What distinguishes a Jewish dairy farmer, at least a dairy farmer who identifies as Jewish and practices Judaism is that on Shabbat when other farmers are going out to milk and to save the milk and bottle it to convert it into cheese, we don’t use the milk, we pour it out. As a business it’s kind of radical to think that one day a week you pour out your product. We milk for the sake of the animal, her utters are filled with milk and it’s uncomfortable to have full udders for so long so it’s our duty as caretakers to milk her. Early on in the Torah it talks a lot about proper stewardship and the land, and proper stewardship includes caring for your domesticated animals and for their well-being. There’s also a lot in the Torah and in the following texts about not really polluting your body and taking care of yourself, and there seems to be an obvious connection here- eating healthy foods is a good way of taking care of your body as a Jew.

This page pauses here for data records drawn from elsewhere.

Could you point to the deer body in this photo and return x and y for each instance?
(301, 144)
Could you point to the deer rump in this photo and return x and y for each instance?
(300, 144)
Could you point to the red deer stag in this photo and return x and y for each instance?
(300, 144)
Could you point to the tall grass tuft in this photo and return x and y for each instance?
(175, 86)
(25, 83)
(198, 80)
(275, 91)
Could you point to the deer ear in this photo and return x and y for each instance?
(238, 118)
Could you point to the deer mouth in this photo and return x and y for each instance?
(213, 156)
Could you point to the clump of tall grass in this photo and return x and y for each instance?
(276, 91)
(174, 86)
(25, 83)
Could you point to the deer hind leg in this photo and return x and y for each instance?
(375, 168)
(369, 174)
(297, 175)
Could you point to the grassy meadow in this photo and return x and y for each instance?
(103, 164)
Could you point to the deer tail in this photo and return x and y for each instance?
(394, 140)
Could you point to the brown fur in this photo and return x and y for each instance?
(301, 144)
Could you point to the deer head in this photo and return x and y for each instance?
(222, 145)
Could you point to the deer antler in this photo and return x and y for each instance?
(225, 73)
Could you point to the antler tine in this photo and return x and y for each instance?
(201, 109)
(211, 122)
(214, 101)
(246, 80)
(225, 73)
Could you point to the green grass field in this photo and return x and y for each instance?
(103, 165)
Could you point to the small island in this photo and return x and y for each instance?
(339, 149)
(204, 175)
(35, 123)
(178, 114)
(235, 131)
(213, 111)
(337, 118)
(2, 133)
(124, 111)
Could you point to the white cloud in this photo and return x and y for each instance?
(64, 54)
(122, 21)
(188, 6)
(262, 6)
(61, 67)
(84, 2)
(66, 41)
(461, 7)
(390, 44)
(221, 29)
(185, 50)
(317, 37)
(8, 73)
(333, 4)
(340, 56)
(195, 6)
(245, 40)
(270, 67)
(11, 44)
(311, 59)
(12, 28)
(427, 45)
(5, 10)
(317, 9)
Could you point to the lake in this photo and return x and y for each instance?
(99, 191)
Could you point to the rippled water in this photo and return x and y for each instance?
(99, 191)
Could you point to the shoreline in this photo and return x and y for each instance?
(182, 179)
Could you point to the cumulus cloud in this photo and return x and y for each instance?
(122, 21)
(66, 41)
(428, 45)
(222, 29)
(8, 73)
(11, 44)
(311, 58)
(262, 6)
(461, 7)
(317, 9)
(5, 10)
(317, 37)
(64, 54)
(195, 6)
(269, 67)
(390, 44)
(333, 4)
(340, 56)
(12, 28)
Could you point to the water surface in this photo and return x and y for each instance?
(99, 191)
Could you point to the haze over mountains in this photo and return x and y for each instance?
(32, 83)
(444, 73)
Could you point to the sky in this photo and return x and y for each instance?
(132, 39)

Do you think there is value in forming relationships with your animals?
There are some interesting dynamics of working with domesticated animals and the relationship and the responsibility we have towards caring for animals. Doing it in a respectful way and in a small scale way is important. When it gets to be 100 or 200 animals and you don’t know the animals personally there’s more room for error, and here on a small scale we have the ability to pay attention to the detail and be able to bring in variety.
Do you think it is important to choose organic dairy products over industrial? If so, why?
I would say one important value is that it gives the consumer the opportunity to know the farmer and know the animals. Whenever customers come and see the animals it really puts together some of the missing pieces about where food comes from and gives them a different relationship and value with their food. So I think the small-scale element and knowing the farmer is very important. A lot of Judaism is about learning and knowing, how much better to know and really be there and experience it. We hand milk our goats so there’s no interference between us and the animals. We’re really going to the source, and our animals eat whatever is growing in the woods. They roam the woods and they convert all of that local energy that’s stored up in the woods into liquid sunshine. If you have the choice, after seeing what’s out there in the commercial industry, why would anyone choose that. On a basic level it makes sense as human beings to make your own food and participate in food making, it’s a basic need that we all have and it’s a pleasure to be involved in that and be able to bring that to people.